L’Américain Tom Krell revient avec un nouvel album moins bizarre mais toujours intime et chic.
Certains feraient bien de s’en inspirer. Parce que c’est bien mignon de vouloir élargir son public, amorcer un changement d’échelle, en gros vouloir être “plus pop”, mais si c’est pour entrer dans les cases normalisées du mainstream sans saveur, ce n’est pas la peine. Tom Krell, lui, réussit parfaitement son “virage pop” avec Care, le quatrième album de son projet How To Dress Well.

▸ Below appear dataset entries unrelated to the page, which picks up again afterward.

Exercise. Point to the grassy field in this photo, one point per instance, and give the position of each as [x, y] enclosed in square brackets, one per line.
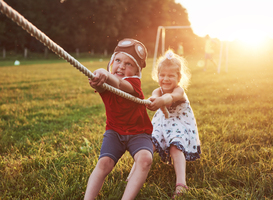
[52, 124]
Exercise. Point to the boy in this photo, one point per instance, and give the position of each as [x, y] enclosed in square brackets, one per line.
[128, 126]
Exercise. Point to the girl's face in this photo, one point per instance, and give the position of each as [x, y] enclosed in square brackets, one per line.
[168, 78]
[124, 66]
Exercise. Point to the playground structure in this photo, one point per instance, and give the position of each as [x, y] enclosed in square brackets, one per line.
[35, 32]
[161, 32]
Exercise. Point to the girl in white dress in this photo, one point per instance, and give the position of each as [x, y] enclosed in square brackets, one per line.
[175, 138]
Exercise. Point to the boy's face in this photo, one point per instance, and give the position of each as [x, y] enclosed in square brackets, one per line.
[124, 66]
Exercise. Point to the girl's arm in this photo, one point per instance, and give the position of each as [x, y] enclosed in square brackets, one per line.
[167, 99]
[103, 76]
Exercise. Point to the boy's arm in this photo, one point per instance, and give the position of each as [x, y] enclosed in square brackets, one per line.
[103, 76]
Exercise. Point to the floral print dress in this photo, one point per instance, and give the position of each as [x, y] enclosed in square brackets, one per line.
[180, 129]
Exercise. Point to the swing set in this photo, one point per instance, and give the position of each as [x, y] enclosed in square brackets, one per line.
[40, 36]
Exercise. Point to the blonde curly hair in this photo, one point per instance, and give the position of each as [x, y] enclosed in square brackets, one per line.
[172, 59]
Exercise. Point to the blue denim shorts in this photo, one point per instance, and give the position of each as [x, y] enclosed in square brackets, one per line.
[114, 145]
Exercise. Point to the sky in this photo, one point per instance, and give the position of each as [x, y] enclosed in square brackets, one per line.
[250, 20]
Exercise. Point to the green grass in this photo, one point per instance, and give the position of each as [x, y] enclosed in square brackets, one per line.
[52, 124]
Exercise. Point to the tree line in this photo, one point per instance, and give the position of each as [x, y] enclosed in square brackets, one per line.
[97, 25]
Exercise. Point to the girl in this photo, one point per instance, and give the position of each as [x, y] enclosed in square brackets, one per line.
[175, 137]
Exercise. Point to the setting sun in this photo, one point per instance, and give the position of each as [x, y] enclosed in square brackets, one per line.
[248, 21]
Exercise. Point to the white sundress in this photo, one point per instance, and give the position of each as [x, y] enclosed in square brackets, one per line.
[180, 129]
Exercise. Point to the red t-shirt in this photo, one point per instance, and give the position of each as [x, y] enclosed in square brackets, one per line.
[125, 116]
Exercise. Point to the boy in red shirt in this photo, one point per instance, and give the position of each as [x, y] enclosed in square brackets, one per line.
[128, 126]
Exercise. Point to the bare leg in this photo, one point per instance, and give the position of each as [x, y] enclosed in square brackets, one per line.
[96, 179]
[179, 163]
[131, 172]
[143, 161]
[134, 167]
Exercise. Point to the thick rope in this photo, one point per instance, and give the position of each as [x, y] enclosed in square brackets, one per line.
[35, 32]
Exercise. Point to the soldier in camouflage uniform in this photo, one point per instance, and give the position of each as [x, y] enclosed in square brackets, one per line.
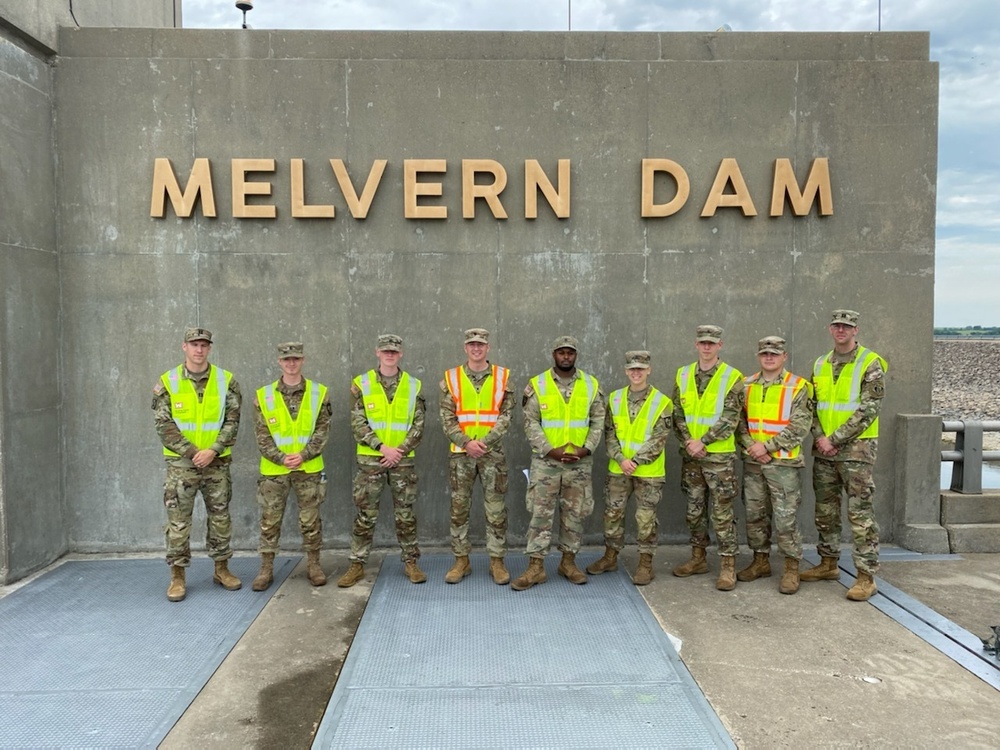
[292, 424]
[563, 419]
[476, 403]
[387, 421]
[196, 409]
[636, 427]
[775, 420]
[708, 399]
[849, 383]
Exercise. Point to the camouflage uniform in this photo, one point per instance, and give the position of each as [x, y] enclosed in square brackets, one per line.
[850, 471]
[647, 490]
[491, 469]
[310, 489]
[774, 489]
[553, 484]
[371, 475]
[184, 479]
[712, 478]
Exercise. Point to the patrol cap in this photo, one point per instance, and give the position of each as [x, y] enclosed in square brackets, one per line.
[708, 333]
[197, 334]
[477, 334]
[389, 342]
[291, 349]
[771, 344]
[637, 359]
[566, 342]
[847, 317]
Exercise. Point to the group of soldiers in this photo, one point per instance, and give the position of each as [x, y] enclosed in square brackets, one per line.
[715, 412]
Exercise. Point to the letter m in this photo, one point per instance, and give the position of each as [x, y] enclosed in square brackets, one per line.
[165, 183]
[817, 184]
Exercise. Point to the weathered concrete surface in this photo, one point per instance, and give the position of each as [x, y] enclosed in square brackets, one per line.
[809, 670]
[617, 281]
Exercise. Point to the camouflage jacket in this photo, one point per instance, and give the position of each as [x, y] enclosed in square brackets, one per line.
[171, 435]
[292, 396]
[449, 420]
[364, 434]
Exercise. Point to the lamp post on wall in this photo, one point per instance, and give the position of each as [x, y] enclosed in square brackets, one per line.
[244, 5]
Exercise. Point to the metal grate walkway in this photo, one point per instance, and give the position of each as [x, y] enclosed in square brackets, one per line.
[476, 665]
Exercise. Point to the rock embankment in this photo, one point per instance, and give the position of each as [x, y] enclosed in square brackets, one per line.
[967, 383]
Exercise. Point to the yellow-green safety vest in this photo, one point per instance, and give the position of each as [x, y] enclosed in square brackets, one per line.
[290, 435]
[390, 421]
[837, 401]
[769, 411]
[199, 421]
[633, 435]
[701, 412]
[565, 422]
[477, 411]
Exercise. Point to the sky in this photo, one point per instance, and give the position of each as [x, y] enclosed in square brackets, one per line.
[965, 41]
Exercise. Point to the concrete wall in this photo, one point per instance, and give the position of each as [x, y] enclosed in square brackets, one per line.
[130, 283]
[34, 529]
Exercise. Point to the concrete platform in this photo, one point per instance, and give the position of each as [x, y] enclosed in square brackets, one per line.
[809, 670]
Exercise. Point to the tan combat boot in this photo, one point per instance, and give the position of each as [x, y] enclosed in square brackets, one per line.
[863, 589]
[314, 572]
[412, 571]
[727, 574]
[224, 578]
[644, 573]
[176, 591]
[266, 575]
[499, 571]
[695, 566]
[534, 574]
[459, 570]
[790, 578]
[604, 564]
[354, 574]
[759, 568]
[568, 570]
[826, 571]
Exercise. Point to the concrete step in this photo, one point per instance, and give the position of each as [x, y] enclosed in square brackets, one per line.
[974, 537]
[957, 508]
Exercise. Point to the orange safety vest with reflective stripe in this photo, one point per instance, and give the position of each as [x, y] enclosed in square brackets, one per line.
[390, 421]
[701, 412]
[633, 435]
[769, 411]
[565, 422]
[477, 411]
[198, 420]
[290, 435]
[837, 401]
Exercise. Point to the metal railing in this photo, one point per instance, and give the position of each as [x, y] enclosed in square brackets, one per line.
[967, 474]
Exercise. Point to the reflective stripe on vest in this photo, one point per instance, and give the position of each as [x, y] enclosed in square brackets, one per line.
[565, 422]
[390, 421]
[198, 420]
[769, 411]
[633, 435]
[702, 412]
[477, 411]
[837, 401]
[290, 435]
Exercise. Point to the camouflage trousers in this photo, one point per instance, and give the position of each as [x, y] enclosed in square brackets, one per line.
[567, 488]
[855, 479]
[179, 490]
[773, 492]
[617, 490]
[492, 472]
[368, 484]
[272, 496]
[711, 483]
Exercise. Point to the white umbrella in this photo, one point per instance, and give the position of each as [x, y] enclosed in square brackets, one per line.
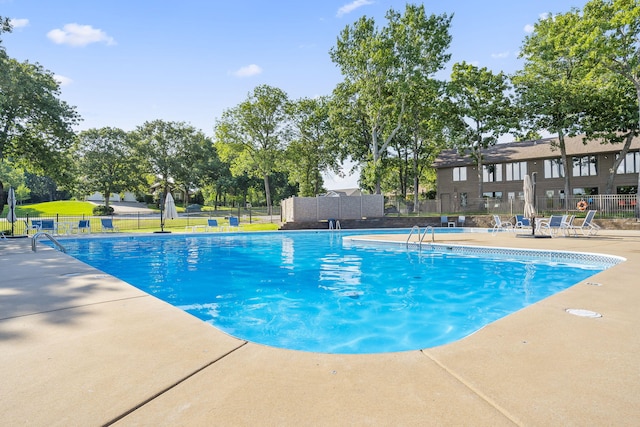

Dessus, il met de côté les déraillements sonores de son r’n’b mutant et sophistiqué, mais justement sans mettre cette sophistication de côté. Le son est simplement plus produit (l’album a été mixé par Andrew Dawson, un habitué du hip-hop US) et l’ambition élevée d’un cran. Il y a donc moins de silences dans les voix, moins de tempêtes sonores dans les prods et moins de collages hors cadre entre les deux. Mais Krell ne perd jamais de vue ce qui compte vraiment : la singularité de son écriture.
Dans ces nouvelles chansons, le monde continue de s’écrouler et les individus disparaissent toujours dans les recoins de la mémoire. En gros, c’est toujours aussi mélancolique et délicat. Le changement réel vient plutôt de ce qu’il y a autour de chaque chanson en tant que pièce écrite. Les mélodies, les arrangements, la texture du son : tout ça évolue au profit de quelque chose de plus lisse, certes, mais jamais de plus simple ni de plus bête.
Avec des morceaux comme le single Lost Youth/Lost You, How To Dress Well se place même au niveau tubesque d’un Blood Orange, autre projet sachant manier la finesse tout en flattant l’oreille. Même schéma avec un titre comme Anxious, un truc assez up tempo, presque joyeux, qui, venant de Krell, fait quasiment office d’expérimentation. Et tisse, au passage, une filiation bizarre allant de Michael Jackson à Justin Bieber en passant par Drake. Du r’n’b toujours mutant, donc.